BHA on its own produced a pro-oxidant response in both lymphocytes and sperm. Genotoxic effects of BHA were already observed in gastrointestinal organs from mouse when measured with the Comet assay [39]. The presence of BHA reduced the levels of DNA damage in lymphocytes in all oestrogenic treatments and it abolished strand breaks against H2O2. Thus, this may indicate that DNA damage induced by oestrogenic compounds in lymphocytes is mediated, at least partly, through lipid peroxidation. This could not be demonstrated for sperm since the responses obtained in the presence of BHA did not show a clear and common pattern. This poses an interesting outcome since sperm are known to possess a high content of PUFA. It might be possible that 500 μM BHA is not sufficient to counteract the genotoxic effects of the oestrogenic compounds in sperm. Further work is necessary to clarify the described effect in sperm.

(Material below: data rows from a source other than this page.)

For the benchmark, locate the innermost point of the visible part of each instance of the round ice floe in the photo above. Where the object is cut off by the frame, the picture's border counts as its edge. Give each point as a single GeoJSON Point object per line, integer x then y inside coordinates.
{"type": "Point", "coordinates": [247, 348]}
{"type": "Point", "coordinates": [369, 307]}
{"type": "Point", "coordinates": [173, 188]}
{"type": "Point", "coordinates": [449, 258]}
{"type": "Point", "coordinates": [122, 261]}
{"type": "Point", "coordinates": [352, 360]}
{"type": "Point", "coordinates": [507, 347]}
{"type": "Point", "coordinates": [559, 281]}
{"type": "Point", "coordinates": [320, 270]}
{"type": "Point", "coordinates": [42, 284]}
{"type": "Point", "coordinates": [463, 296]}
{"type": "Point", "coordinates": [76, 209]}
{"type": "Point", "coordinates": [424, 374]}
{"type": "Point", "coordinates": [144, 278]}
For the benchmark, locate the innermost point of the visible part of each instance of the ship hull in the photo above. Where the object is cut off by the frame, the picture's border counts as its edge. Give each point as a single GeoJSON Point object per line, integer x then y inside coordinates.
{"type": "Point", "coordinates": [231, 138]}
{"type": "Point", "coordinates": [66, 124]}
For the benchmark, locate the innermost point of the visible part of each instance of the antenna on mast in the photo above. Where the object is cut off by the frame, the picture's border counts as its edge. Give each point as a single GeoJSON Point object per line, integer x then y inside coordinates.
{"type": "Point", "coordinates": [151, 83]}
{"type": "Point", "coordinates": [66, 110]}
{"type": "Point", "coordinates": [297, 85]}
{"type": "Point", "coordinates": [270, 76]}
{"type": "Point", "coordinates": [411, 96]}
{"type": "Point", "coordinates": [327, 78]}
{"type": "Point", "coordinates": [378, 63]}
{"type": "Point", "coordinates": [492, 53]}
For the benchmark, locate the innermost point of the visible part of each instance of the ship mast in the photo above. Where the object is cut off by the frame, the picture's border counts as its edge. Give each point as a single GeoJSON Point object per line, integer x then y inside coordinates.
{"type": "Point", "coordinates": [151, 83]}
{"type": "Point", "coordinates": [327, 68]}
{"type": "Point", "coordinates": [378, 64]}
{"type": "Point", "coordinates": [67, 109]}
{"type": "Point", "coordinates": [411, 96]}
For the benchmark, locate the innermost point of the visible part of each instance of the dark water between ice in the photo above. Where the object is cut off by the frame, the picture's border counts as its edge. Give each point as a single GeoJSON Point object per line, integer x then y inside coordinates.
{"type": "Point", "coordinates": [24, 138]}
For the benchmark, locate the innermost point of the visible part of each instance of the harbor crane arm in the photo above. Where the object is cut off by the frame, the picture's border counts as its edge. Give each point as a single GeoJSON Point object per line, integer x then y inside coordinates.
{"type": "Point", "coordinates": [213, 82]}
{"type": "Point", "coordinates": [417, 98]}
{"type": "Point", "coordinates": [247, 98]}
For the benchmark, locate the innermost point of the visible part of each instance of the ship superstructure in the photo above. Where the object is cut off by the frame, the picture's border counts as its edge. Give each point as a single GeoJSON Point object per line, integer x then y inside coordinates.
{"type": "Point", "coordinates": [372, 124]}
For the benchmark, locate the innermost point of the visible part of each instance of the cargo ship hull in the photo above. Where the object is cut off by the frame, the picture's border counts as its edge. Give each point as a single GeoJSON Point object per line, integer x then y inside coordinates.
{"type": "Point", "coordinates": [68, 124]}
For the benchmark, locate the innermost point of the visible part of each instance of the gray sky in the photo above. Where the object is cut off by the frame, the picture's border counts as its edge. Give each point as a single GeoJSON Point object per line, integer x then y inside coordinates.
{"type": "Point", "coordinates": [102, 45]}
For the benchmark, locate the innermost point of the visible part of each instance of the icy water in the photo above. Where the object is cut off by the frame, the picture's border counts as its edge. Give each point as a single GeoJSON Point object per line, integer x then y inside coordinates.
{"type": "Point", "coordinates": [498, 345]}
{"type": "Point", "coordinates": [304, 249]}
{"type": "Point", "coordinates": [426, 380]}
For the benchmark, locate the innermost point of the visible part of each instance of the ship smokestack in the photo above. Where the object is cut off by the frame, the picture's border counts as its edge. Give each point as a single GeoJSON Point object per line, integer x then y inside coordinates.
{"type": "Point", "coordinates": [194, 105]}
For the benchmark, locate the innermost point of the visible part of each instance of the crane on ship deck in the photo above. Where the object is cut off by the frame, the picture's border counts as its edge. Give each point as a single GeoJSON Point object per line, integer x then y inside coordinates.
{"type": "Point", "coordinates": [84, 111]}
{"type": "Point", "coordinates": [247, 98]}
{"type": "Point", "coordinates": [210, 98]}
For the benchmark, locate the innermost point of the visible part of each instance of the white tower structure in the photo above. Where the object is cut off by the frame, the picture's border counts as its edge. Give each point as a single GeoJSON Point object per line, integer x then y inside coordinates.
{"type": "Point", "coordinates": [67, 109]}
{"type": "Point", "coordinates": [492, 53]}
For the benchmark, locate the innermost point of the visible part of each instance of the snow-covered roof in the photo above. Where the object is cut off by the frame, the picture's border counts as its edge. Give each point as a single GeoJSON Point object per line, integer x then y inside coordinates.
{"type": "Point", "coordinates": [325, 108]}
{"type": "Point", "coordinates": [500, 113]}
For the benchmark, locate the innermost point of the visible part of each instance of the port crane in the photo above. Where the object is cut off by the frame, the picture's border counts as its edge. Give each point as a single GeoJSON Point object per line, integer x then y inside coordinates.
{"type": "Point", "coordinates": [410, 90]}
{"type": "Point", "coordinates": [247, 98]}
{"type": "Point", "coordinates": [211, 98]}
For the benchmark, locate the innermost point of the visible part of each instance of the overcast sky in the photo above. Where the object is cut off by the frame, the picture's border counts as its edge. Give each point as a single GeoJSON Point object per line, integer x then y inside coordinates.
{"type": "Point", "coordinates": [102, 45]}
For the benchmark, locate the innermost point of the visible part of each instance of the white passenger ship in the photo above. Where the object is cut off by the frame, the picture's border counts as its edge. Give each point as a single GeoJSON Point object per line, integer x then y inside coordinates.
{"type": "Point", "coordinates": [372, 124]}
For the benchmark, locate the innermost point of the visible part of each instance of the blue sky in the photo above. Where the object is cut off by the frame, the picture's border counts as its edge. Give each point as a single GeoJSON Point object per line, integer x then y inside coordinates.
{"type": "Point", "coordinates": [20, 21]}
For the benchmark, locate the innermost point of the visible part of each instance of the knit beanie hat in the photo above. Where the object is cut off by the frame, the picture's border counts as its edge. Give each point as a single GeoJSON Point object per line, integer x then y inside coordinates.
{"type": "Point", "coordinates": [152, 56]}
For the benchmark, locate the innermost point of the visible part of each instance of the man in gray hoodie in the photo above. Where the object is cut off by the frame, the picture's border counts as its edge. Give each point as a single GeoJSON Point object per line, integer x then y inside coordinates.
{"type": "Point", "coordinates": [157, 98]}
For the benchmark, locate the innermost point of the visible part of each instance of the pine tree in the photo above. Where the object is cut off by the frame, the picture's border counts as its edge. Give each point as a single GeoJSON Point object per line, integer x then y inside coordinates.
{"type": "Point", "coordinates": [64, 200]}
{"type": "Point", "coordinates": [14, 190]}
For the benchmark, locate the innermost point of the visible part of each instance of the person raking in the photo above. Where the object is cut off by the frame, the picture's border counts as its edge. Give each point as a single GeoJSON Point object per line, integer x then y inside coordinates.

2.2. Detection of Oxidized Bases Induced by Oestrogenic Compounds in Lymphocytes and Sperm

In addition to the endocrine-disrupting capability of oestrogenic compounds, further disruptive effects have been reported when oestrogenic compounds are metabolized. ROS and oestrogenic metabolites are produced which readily interact with the DNA structure and compromise its integrity [21]. In this regard, a report affirms that oestrogenic compounds can have a powerful impact on human spermatozoa via the induction of redox cycling behavior and the creation of adducts that cross-link DNA [40]. Therefore, we understand that there is evidence supporting that potentially oxidized bases are produced. With regard to the detection of oxidized bases, the Comet assay has been demonstrated to be the most sensitive and accurate technique for measurement of oxidized bases since other techniques have proved to be prone to generation of artifacts [41]. For this reason, Endo III and FPG were selected to identify oxidized bases in the Comet assay. The treatment period was also extended in order to increase the DNA damaging effects and; in turn, allow a more clear reflection of DNA repair in case it occurred. Cell viability was ensured after extended cell treatment.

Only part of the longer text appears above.